O’Malley’s plan, supported by both Senate President Mike Miller and Speaker of the House Mike Busch, proposes to cut the state’s current flat 23.5 cents per-gallon tax by 5 cents to 18.5 cents, and index it to inflation—allowing the tax to automatically rise without a vote by the legislature. A new two percent sales tax would be added at the wholesale level and rise to 4 percent in 2014. O’Malley says his proposal would add an extra 2 cents per gallon this year and an extra 9 cents next year, a nearly 50 percent increase.
Also, the plan calls for, if Congress passes the Market Place Equity Act, for Maryland to tax Internet sales and direct $170 million towards transportation funding.

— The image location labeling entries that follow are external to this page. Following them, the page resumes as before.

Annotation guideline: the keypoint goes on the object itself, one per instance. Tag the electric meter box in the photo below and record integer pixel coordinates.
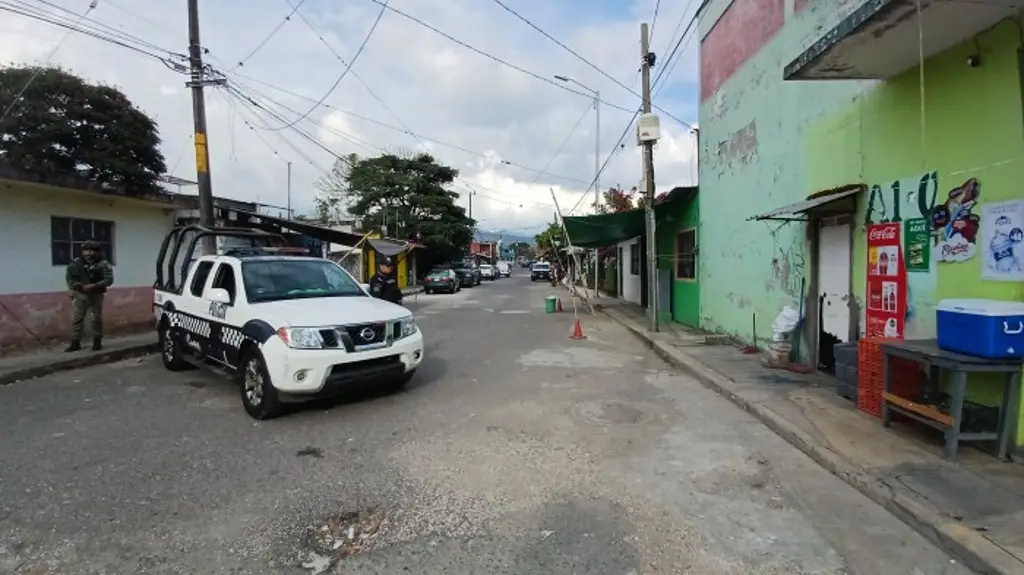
(648, 129)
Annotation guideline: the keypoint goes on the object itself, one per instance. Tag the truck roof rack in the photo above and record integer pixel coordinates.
(168, 280)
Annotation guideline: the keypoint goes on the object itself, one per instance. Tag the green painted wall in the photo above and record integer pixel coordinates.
(752, 161)
(682, 215)
(973, 129)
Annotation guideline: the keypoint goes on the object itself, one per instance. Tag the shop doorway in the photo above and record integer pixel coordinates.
(834, 279)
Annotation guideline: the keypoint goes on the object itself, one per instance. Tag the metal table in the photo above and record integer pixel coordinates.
(927, 352)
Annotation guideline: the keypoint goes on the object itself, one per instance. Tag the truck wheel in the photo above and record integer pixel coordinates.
(259, 397)
(170, 350)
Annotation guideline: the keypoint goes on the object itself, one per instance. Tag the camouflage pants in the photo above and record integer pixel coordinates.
(83, 305)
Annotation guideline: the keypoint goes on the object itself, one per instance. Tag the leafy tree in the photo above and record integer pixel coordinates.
(549, 237)
(332, 200)
(401, 196)
(62, 126)
(615, 201)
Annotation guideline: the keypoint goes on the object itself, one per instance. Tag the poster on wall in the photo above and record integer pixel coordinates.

“It’s a doomsday scenario for members along the border,” said Kirk McCauley spokesman for The Washington, Maryland, Delaware Service Station and Automotive Repair Association. “Along the Rt. 301 corridor it could mean a difference in 14 cents per gallon between Maryland and Virginia."
Virginia recently passed a transportation plan that eliminates it’s 17.5 cents per gallon gas tax and replaces it with a 3.5 cents wholesale tax, along with an increase to the state’s existing sales tax, and allowing regional funding mechanisms for local transportation projects.
“Whether its at the wholesale level or the retail level,” McCauley said. “It all comes down on the customer in the end.”
A recent Washington Post poll found Marylanders overwhelmingly opposed (over 70 percent) any increase in the state’s gas tax or applying a sales tax to gasoline.
However, long time Maryland politics observer and Gazette columnist, Blair Lee believes the gas tax has good chance despite the unfavorable polls.” “The legislature has rubber stamped almost everything that O’Malley, Miller and Busch want,” Lee said. “No matter what they do, these lawmakers keep getting reelected so they are emboldened to push the limit.”
If O’Malley’s plan does not pass in the remainder of the current legislative session, Lee believes O’Malley will call a special session to deal specifically with the gas tax.